Say we are training an LLM or any other DL model. Sometimes we just have this feeling that training is too slow. We didn’t pay for our GPUs to sit idle. We want to use them as efficiently as possible. How can we speed things up? What is the best performance we can aim for?
Properly benchmarking code is a challenge of its own. In one of theprevious articles, we’ve discussed how to do this correctly and what pitfalls are hidden in benchmarking: CPU overhead, L2 cache, etc. Go check that post out if you haven't already! But let’s imagine we have a properly set-up benchmark which shows that the matmul kernel takes 1ms. Is this bad or good? Today, we’re going to learn how to answer these kinds of questions and understand how far we are from hitting the hardware limits.

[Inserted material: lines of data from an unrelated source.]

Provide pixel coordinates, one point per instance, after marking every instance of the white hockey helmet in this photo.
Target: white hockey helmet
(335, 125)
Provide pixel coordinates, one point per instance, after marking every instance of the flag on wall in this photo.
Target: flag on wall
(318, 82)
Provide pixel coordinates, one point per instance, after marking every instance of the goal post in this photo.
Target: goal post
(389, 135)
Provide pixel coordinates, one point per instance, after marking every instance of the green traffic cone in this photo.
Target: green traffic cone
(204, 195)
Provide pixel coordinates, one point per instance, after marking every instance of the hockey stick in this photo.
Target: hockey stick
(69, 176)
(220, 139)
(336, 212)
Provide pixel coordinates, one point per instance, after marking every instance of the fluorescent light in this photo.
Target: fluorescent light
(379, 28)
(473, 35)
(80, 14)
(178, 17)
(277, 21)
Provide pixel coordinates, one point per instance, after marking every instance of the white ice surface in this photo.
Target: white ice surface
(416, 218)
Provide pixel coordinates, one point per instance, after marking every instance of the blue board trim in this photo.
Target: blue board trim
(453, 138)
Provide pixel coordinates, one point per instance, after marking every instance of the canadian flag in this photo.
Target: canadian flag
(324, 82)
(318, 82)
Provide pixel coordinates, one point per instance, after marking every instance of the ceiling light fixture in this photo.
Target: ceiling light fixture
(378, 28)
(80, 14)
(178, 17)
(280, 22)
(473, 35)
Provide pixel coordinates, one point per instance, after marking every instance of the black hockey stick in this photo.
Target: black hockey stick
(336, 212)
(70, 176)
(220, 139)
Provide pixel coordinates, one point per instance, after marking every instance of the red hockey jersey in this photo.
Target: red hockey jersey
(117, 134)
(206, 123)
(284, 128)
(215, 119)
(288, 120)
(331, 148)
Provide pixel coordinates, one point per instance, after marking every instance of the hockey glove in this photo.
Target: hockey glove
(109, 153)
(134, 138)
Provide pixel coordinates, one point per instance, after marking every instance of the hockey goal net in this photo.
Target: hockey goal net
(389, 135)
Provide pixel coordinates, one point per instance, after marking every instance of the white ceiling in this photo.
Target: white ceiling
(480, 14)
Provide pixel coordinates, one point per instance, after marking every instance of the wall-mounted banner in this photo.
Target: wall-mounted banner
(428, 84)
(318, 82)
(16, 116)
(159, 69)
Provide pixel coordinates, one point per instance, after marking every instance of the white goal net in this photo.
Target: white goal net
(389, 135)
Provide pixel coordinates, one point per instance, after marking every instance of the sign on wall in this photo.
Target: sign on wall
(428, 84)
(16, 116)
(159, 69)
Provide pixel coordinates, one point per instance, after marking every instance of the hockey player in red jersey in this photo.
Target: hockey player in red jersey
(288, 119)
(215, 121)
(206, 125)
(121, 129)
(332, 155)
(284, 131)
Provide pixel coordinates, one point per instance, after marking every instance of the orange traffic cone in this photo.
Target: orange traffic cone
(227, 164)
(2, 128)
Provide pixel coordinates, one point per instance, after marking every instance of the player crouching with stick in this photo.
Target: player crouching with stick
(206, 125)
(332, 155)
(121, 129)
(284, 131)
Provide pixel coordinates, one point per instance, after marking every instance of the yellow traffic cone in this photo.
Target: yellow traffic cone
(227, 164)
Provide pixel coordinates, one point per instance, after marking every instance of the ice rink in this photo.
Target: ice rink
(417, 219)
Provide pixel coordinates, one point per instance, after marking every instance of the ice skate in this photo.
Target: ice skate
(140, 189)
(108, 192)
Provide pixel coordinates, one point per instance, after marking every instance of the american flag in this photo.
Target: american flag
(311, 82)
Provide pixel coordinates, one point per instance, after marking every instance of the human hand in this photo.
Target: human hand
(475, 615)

Three pillars of any GPU code
There are three main components that contribute to the overall kernel time:
- Memory access time. For example, reading an input tensor from (or writing to) large and slow HBM has its cost.

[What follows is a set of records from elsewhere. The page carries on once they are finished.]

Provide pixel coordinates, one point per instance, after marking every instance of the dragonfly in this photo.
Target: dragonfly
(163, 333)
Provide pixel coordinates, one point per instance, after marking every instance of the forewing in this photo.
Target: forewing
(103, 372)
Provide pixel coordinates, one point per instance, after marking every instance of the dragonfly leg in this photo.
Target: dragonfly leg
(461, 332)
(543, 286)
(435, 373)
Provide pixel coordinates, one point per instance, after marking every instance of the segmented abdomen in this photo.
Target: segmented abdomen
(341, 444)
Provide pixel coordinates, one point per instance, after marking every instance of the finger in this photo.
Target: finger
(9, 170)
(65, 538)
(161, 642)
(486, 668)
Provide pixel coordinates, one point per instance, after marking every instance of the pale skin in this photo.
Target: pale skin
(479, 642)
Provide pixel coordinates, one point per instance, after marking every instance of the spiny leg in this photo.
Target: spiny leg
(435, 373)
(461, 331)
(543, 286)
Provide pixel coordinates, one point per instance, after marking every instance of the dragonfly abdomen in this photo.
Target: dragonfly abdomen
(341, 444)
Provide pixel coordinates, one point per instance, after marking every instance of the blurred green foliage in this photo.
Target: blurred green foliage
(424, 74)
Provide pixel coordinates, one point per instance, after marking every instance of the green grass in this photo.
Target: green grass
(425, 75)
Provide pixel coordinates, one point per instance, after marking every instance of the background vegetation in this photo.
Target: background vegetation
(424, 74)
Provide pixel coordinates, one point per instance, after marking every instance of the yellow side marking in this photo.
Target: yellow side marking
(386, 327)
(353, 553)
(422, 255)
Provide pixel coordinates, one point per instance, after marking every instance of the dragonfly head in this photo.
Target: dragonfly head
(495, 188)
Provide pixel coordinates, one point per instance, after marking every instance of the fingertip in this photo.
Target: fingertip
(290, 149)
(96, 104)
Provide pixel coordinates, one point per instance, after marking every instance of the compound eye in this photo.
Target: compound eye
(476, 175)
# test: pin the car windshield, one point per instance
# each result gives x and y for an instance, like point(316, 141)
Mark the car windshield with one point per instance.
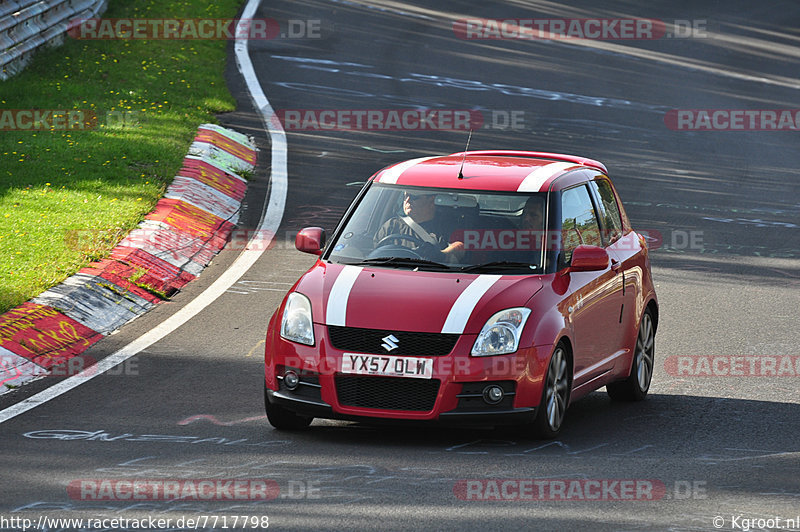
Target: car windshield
point(443, 230)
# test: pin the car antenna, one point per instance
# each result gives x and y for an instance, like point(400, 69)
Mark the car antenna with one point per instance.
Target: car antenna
point(460, 173)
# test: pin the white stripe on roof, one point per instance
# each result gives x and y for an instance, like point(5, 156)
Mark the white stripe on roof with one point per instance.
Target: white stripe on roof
point(534, 181)
point(391, 175)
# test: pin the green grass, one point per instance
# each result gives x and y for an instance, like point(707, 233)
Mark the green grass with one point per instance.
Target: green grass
point(149, 97)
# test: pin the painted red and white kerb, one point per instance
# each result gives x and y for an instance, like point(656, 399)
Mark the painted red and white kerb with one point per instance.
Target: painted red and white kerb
point(560, 490)
point(380, 119)
point(733, 119)
point(47, 119)
point(169, 248)
point(603, 29)
point(733, 365)
point(138, 489)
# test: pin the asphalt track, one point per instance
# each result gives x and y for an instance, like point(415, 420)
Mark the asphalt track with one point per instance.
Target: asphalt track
point(721, 446)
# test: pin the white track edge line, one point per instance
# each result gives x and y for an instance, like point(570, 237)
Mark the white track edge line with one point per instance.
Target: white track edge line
point(268, 227)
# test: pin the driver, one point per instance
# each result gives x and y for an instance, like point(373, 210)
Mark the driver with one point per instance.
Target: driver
point(421, 223)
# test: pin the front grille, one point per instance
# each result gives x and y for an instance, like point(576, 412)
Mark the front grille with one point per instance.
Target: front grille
point(408, 343)
point(388, 393)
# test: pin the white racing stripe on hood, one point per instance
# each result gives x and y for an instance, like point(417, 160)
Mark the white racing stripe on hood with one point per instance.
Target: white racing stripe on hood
point(466, 302)
point(391, 175)
point(534, 181)
point(336, 311)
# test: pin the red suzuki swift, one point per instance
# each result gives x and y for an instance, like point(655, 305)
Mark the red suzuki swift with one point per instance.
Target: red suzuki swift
point(490, 287)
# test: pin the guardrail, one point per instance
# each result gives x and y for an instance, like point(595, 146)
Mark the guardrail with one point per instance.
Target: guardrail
point(26, 25)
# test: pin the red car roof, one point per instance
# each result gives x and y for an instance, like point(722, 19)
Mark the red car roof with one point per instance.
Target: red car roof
point(508, 171)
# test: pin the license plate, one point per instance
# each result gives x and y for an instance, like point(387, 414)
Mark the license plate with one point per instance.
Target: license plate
point(387, 366)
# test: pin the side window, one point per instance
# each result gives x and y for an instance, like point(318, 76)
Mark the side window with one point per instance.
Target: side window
point(578, 221)
point(609, 211)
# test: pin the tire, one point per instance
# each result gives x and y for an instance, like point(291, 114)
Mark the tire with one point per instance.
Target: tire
point(636, 386)
point(555, 395)
point(283, 419)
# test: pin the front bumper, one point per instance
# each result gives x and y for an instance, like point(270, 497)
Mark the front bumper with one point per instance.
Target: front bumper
point(305, 407)
point(452, 396)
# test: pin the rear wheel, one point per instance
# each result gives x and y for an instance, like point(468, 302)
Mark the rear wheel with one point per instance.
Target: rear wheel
point(636, 386)
point(555, 395)
point(283, 419)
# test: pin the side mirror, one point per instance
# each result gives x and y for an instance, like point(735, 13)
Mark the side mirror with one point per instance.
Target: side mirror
point(310, 240)
point(588, 259)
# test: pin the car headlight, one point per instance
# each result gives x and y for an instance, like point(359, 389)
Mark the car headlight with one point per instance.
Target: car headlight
point(296, 324)
point(501, 333)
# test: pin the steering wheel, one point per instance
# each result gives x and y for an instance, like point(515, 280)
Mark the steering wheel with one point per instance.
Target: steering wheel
point(399, 236)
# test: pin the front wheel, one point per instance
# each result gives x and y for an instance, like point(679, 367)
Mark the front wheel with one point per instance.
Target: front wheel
point(636, 386)
point(283, 419)
point(555, 396)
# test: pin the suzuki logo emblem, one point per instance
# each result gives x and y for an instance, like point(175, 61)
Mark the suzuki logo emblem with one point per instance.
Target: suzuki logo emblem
point(389, 342)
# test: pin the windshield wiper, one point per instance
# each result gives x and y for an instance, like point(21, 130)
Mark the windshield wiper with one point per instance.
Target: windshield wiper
point(403, 261)
point(499, 265)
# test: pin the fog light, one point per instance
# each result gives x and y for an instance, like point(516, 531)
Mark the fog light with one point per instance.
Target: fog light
point(493, 394)
point(291, 380)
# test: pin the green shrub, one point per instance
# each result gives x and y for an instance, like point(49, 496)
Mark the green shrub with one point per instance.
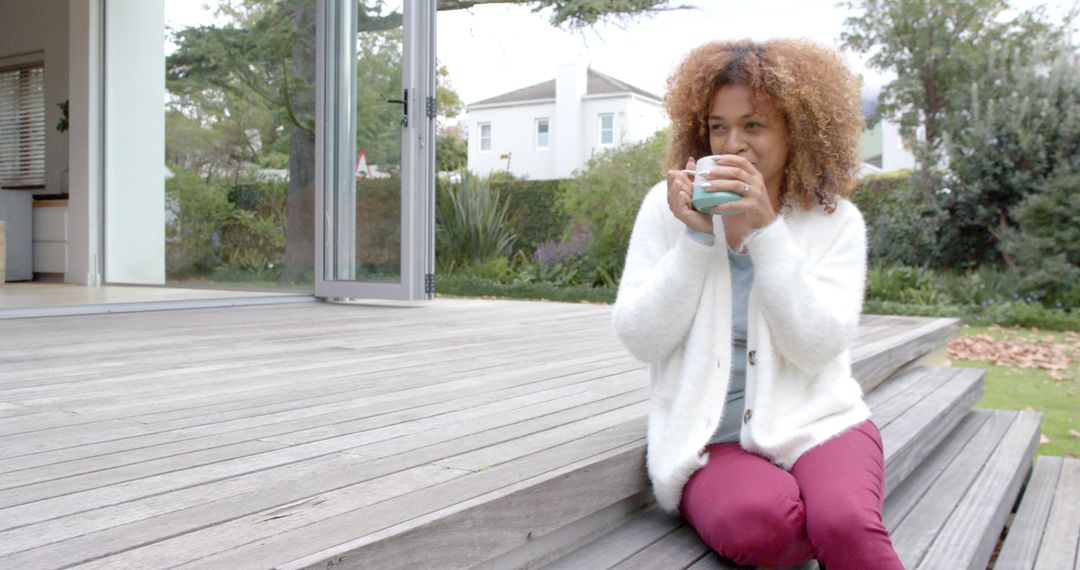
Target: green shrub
point(253, 240)
point(472, 286)
point(472, 224)
point(197, 213)
point(606, 194)
point(1020, 126)
point(536, 207)
point(378, 228)
point(904, 285)
point(902, 226)
point(1045, 244)
point(494, 269)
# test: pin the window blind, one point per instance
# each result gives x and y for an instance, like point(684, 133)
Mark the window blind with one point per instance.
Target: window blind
point(23, 126)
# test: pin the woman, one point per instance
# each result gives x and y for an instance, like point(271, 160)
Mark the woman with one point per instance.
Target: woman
point(757, 432)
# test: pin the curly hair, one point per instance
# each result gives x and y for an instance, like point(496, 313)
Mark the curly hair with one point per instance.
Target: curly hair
point(807, 82)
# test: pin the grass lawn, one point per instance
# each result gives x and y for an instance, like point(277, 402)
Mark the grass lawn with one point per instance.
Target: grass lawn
point(1011, 387)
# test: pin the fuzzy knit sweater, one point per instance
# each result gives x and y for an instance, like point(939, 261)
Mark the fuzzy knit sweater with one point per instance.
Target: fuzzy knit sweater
point(673, 311)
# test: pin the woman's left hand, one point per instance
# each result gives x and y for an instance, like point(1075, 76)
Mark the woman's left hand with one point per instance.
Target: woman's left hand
point(736, 174)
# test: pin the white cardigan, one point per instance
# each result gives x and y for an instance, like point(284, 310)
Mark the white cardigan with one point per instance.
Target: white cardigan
point(674, 312)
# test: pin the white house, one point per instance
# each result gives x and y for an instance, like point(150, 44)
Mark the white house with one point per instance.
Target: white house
point(551, 129)
point(883, 149)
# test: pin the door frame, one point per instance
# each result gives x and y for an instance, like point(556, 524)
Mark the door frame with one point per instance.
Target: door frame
point(335, 153)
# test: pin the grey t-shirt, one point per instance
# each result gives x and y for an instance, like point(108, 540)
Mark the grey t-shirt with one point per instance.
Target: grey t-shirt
point(742, 279)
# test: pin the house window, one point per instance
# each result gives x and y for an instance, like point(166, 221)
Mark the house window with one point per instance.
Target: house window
point(607, 129)
point(485, 136)
point(23, 126)
point(542, 134)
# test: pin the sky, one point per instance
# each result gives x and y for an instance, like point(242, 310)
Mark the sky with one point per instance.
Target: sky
point(491, 50)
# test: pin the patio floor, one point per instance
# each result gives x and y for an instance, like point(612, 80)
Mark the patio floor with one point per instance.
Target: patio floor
point(254, 436)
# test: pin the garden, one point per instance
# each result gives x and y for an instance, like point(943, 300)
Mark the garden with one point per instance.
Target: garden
point(985, 229)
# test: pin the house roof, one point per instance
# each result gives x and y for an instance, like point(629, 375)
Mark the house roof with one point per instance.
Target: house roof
point(597, 84)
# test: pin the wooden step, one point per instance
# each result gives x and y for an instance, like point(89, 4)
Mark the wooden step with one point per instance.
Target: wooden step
point(1045, 532)
point(950, 511)
point(914, 411)
point(500, 432)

- Compute time. For instance, matrix multiplication primarily relies on Tensor Cores, and they have their own hardware limits, capping the gemm performance depending on the GPU generation.

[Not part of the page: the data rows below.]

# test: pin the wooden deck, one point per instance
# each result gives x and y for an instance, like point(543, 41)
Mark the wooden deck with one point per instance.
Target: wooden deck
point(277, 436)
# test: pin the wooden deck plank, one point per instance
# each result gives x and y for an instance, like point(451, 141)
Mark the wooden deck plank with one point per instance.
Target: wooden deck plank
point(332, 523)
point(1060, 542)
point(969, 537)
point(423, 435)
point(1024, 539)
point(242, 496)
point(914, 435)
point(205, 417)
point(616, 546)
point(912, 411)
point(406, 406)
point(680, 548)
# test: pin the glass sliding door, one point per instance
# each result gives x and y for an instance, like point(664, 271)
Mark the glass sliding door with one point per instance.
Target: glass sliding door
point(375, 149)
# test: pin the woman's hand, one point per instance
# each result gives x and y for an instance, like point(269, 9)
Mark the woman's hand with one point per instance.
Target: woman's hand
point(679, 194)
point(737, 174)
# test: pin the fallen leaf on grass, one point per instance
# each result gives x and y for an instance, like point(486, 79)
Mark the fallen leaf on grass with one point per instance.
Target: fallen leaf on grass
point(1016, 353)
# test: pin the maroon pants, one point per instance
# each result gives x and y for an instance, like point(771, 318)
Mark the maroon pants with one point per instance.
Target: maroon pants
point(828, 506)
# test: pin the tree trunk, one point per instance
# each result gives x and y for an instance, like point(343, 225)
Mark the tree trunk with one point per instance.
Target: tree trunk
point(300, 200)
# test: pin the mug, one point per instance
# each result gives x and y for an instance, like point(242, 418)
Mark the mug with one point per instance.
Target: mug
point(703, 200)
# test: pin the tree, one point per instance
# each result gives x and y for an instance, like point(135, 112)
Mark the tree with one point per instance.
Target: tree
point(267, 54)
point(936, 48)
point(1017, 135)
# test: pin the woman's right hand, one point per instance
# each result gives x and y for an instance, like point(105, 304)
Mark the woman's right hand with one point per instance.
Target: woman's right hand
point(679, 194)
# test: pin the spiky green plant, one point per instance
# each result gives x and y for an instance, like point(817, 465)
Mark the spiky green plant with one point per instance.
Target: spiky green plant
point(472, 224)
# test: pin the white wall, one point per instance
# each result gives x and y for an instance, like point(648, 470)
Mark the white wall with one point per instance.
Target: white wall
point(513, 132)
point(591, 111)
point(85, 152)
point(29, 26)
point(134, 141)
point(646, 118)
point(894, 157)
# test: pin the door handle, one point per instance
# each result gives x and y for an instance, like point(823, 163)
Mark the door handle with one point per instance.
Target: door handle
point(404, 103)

- Overhead. Any overhead, really. Kernel scheduling is not free, it takes ~10 microseconds to launch even the smallest kernel, and there’s also the CPU overhead that appears when the GPU kernel is “smaller” than the CPU work associated with its launch.
Good news: memory and compute are pretty easy to estimate. While overhead can dominate short benchmarks or micro-kernels, across all training steps it is usually amortized, and for our roofline-style reasoning we can focus on memory and compute without leaving anything interesting on the table.
GPU model
Any modern GPU is a collection of compute cores that are connected to a memory unit. For the purpose of this article, let’s focus on H100 SXM.
Compute cores are called Streaming Multiprocessors (SMs), and a single H100 has 132 of them. Each SM consists of 4 identical parts, called SM subpartitions. Each subpartition has a single Tensor Core (a dedicated matrix multiplication core), CUDA cores that do arithmetic operations, and 16k 32-bit registers (the local memory). Essentially, each SM is capable of executing instructions in parallel with other SMs. There are more complicated parts, but they are out of the scope of this article.
Each GPU is capable of running a specific number of FLOPs (floating point operations) per second, and thanks to Tensor Cores the number of FLOPs we can utilize is extremely high. Usually the number of FLOPs/s heavily depends on the data type we’re using: when multiplying FP8 matrices we can get twice as many FLOPs/s as when multiplying in BF16. For instance, on H100 the theoretical peak throughput is around 990 TFLOPs/s for BF16, where TFLOPs means tera = 10^12.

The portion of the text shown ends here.